Assets of the nation's retail money market mutual funds rose $1.47 billion to $913.08 billion, the Washington-based mutual fund trade group said Thursday. Assets of taxable money market funds in the retail category rose $1.13 billion to $716.39 billion. Tax-exempt retail fund assets rose $350 million to $196.69 billion.
Meanwhile assets of institutional money market funds fell $27.96 billion to $1.712 trillion. Among institutional funds, taxable money market fund assets fell $27.14 billion to $1.632 trillion. Assets of tax-exempt funds fell $830 million to $80.15 billion.
The 7-day average yield on money market mutual funds was unchanged from the previous week at 0.02 percent in the week that ended Tuesday, according to Money Fund Report, a service of iMoneyNet Inc. in Westborough, Mass. The 7-day compounded yield, the 30-day yield and the 30-day compounded yield all remained at 0.02 percent, Money Fund Report said Wednesday.
The average maturity of portfolios held by money market mutual funds was unchanged at 49 days.
The online service Bankrate.com said its survey of 100 leading commercial banks, savings and loan associations and savings banks in the nation's 10 largest markets showed the annual percentage yield available on money market accounts was unchanged from the week before at 0.12 percent.

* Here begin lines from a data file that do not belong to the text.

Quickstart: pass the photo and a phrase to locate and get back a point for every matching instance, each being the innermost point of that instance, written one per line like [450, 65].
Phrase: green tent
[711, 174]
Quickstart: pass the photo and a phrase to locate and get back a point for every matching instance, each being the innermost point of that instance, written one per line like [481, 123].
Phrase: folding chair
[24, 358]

The North Palm Beach, Fla.-based unit of Bankrate Inc. said Wednesday that the annual percentage yield available on interest-bearing checking accounts was unchanged from the week before at 0.05 percent.
Bankrate.com said the annual percentage yield on six-month certificates of deposit fell to 0.16 percent from 0.17 percent. It was unchanged at 0.26 percent on one-year CDs and flat at 0.41 percent on two-year CDs. It fell to 0.82 percent from 0.83 percent on five-year CDs.